Ustępstwa Parlamentu Europejskiego w tej sprawie to wynik spotkania prof. Wojciecha Roszkowskiego z szefem europarlamentu Hansem-Gertem Pötteringiem. Z inicjatywy prof. Roszkowskiego powstanie międzynarodowa grupa robocza,która przygotuje listę niezbędnych zmian. - Jestem dobrej myśli - cieszy się eurodeputowany i historyk prof. Wojciech Roszkowski (PiS).
- Przewodniczący na spotkaniu z nami stwierdził, że projekt nie jest jeszcze ostateczny i będzie poddany debacie. Wysłuchał naszych uwag i nawet sam się zdziwił kiedy mu powiedziałem, że nieprawidłowo są w dokumencie przedstawione początki chrześcijaństwa. Przecież sam jest z partii chadeckiej i te sprawy są mu bliskie. Poprosił o przedstawienie mu listy zastrzeżeń - relacjonuje eurodeputowany.
Na spotkaniu uzgodniono też, że projektem muzeum zajmie się w przyszłym tygodniu komisja kultury PE, a potem trafi on na posiedzenie prezydium,które zadecyduje o losach instytucji. - Co ważne, swoje poprawki do niego będą mogli wnosić wiceprzewodniczący PE - zaznacza Roszkowski. PiS ma w prezydium swojego przedstawiciela - Adama Bielana.
Roszkowski, który pod listem protestacyjnym w sprawie przekłamań w koncepcji muzeum zebrał podpisy europosłów z ponad 10 krajów, chce teraz stworzyć wspólna grupą roboczą. - Przygotujemy poprawki, które później zostaną przedstawione na prezydium - wyjaśnia Roszkowski.

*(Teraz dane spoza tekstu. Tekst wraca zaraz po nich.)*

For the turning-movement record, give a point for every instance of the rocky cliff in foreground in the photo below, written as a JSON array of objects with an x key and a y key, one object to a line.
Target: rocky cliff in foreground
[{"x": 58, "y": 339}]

W dokumencie koncepcyjnym muzeum, które ma przedstawiać historię Europy, zabrakło informacji m.in. o bitwie pod Grunwaldem, zaborach, wojnie polsko-bolszewickiej, Armii Krajowej, Powstaniu Warszawskim czy Okrągłym Stole. Historycy wskazują też, że w raporcie nie brakuje błędów dotyczących historii Europy w ogóle.